By Kathy Lynn Harris, Copyright ©2004
On my kitchen windowsill sits a framed photograph of my brother and me astride a large, black mechanical bull at Gilley's in Pasadena. We're holding empty beer bottles we picked up outside in the parking lot like souvenirs, and the amber glass is catching a late afternoon sun from one of the club's only windows and throwing it across our faces. I'm twelve, he's just turned eight. Our lips are stained deep blue from sno-cones we bought from an old man set up roadside on Interstate 10. My brother is smiling for my mother's new 35 mm camera she bought at K-Mart. I have my hand on my hip, impatient.This was our family's summer vacation that year—a landmark three-hour trip to Houston's most famous bar with a side jaunt to Galveston for fresh oysters and Gulf shrimp.
I can say without a doubt that was the last time I've been on a mechanical bull. It was not, however, the last time I felt the need to be somewhere other than where I was.

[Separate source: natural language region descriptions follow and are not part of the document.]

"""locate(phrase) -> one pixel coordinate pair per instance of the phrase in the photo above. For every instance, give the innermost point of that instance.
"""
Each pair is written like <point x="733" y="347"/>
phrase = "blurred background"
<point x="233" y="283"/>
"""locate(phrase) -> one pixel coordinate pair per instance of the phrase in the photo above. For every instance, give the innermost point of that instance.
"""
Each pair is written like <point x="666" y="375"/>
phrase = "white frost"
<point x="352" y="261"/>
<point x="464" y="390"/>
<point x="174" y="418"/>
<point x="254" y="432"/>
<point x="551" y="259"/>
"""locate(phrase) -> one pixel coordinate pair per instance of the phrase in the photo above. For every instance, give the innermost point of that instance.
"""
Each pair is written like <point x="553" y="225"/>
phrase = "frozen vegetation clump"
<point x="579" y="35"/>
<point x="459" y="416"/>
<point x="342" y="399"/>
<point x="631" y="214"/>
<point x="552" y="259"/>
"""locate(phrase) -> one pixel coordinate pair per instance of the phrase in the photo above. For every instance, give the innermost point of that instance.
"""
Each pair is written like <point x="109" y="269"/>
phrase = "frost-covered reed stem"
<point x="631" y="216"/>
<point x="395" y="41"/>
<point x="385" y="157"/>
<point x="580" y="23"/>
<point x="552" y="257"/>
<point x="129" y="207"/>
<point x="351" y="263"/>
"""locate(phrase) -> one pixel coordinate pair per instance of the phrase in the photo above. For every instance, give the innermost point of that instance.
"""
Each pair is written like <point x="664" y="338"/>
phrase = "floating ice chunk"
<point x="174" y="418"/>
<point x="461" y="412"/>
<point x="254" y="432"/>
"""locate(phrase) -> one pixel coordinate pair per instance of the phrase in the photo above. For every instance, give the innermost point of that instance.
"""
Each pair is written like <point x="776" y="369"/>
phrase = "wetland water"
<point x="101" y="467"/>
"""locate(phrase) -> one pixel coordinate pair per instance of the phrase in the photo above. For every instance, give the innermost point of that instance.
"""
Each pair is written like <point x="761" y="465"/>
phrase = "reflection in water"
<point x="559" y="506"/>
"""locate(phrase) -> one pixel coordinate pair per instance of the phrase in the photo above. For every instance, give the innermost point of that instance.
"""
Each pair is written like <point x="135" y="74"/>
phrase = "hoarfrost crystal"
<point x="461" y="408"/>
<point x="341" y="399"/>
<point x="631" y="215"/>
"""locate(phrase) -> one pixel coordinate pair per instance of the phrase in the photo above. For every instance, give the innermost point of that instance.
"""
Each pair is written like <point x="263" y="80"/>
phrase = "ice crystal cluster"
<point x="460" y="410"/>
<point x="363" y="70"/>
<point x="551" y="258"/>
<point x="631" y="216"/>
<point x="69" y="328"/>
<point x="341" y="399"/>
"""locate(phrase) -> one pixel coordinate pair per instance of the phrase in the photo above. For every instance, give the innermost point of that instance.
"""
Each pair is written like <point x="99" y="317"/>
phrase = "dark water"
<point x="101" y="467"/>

My mother tells me not to exaggerate.
She's the one who framed that photograph last year and wrapped it in bright pink paper in another feigned attempt to make me believe my brother had remembered my birthday. I always admire her efforts, however transparent.
My good friend Idamarie disagrees with my mother. On many things. But mostly she understands I'm not embellishing my warbled state of mind.
She says I should stop fighting the restlessness. Just sink down into it, hold it in my hands and squeeze it between my fingers like raw bread dough or thick river mud from the Guadalupe. She says that's when the heaviness resting on my chest and shoulders will lift some.